Now that is a real feature for now. A lot of hesitation in embracing generative AI in large enterprises stems from uncertainty about copyright issue. Anyone who trained an o1-level model from scratch on public/properly licensed data only would be able to provide a very valuable service to those enterprise customers.

However, if both training and operating costs of a DeepSeek-like model are as small as they are, the companies best able to offer this service are... Microsoft, Amazon and Google. And second best are... teams inside the would-be customer enterprises themselves. $6M to train and $6K to run is effectively free for such companies; there is no moat here. The services that enterprise customers would happily buy instead of building are... operations, and assuming legal liability if the model turns out not to be safe from copyright infringement lawsuits. But those are exactly the services those companies are already buying from Microsoft, Amazon and Google.

fulafel|1 year ago

This would result in some refreshing models, I guess they would be trained mostly on out-of-copyright stuff from 75+ years ago and wouldn't have knowledge of the modern world.

Maybe they could skin the robotic bureucrats in vintage scifi appearance as well to have the whole consistent experience when you go to the building permits bot, there could be small talk about the latest Beatles record etc.

TeMPOraL|1 year ago

Enforcing copyright on training data to this extent would actually create a temporary moat for the biggest players - they can afford to hire a lot of cheap labor to supplement the training dataset with human-authored original works that skirt IP protections by interpreting, parodying, commenting on or otherwise describing the protected works without actually infringing on them. As long as they keep those datasets private, everyone else is shit out of luck.

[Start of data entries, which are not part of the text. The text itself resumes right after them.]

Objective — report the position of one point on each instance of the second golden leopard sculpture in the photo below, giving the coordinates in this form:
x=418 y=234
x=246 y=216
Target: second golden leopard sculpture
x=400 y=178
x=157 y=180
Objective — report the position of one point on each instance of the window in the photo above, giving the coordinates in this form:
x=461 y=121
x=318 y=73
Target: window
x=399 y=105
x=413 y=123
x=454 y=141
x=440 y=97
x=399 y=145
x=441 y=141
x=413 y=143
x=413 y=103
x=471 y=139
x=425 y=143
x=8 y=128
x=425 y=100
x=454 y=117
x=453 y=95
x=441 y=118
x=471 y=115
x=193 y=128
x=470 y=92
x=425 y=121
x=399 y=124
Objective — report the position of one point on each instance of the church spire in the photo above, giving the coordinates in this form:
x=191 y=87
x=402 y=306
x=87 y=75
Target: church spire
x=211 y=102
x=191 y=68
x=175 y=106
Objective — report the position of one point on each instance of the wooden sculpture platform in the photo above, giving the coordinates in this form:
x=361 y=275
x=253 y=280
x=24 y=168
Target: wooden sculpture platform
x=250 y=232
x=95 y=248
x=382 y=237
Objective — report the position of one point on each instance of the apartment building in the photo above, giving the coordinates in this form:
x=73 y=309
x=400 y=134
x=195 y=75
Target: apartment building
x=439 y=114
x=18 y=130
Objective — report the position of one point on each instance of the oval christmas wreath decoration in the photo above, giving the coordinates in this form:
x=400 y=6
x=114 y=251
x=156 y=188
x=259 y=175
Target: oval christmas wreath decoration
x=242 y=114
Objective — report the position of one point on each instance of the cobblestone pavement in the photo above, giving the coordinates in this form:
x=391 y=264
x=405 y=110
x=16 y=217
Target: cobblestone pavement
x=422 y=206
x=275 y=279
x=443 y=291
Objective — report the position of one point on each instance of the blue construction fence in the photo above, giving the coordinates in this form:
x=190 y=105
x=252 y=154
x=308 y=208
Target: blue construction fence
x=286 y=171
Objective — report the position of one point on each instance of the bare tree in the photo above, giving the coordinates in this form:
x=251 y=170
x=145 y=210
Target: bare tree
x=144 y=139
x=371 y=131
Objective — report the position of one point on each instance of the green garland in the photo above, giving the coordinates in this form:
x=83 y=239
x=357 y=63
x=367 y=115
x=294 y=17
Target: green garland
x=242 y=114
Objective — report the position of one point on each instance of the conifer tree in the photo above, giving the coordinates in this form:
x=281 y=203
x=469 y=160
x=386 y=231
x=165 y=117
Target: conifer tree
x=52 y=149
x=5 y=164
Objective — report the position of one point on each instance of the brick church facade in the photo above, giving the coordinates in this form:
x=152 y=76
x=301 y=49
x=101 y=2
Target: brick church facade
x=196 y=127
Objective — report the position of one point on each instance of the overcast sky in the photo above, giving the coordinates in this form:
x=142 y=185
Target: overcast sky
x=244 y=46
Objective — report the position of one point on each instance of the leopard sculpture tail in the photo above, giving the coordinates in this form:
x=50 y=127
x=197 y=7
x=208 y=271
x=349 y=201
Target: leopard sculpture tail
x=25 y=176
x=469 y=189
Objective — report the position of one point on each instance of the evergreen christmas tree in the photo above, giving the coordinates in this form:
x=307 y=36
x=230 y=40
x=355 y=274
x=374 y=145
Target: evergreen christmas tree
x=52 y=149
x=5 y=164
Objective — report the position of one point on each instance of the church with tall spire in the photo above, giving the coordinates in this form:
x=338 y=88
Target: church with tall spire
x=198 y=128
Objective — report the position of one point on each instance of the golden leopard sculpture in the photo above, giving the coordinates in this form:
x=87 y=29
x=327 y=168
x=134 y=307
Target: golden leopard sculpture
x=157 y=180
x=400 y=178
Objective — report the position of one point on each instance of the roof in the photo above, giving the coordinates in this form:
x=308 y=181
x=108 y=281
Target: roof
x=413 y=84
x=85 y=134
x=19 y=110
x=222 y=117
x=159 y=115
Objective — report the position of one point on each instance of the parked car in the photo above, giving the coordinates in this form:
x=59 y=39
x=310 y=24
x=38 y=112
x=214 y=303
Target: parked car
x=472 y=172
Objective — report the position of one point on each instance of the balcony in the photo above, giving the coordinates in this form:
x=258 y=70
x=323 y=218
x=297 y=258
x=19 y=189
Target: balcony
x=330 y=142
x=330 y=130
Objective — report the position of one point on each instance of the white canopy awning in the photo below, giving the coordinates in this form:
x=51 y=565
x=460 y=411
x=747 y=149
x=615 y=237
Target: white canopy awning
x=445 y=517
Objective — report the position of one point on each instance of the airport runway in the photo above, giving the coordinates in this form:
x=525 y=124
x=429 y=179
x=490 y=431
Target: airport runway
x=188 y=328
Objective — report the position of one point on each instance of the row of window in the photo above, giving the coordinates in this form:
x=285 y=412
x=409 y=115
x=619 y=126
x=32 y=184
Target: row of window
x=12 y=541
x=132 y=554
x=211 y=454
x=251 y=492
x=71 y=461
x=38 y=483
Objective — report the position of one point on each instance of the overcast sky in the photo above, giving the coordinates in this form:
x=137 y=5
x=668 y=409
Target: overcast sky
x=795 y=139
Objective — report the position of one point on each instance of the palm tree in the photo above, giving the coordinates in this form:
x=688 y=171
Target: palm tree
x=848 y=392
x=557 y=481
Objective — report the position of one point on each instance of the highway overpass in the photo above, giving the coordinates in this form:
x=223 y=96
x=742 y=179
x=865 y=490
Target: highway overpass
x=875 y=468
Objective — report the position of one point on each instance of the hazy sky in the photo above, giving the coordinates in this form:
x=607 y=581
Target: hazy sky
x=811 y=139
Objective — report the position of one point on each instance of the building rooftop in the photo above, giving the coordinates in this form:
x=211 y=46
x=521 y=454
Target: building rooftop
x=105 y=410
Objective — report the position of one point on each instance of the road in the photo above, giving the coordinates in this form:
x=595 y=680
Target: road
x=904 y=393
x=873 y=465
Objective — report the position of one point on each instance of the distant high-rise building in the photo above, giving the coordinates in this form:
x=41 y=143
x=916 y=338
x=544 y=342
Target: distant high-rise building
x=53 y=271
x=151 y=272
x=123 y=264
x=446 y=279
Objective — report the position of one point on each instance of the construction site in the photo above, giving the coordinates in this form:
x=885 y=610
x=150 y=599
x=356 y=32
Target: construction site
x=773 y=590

(I'm reiterating my prediction wrt. AI and moats - the only mid-term moat there can be is in human labor. Hardware vendors benefit from selling better hardware to more people for less; software and research are cheap to scale, datasets eventually leak or get reproduced. Human labor is the one thing that doesn't scale, and except for an economic crisis, only ever gets more expensive with time. Whatever edge one can get by applying human labor that cannot be substituted by AI - like RLHF and its evolutions - is the one that will last all the way to AGI; past that, moats won't matter anymore.)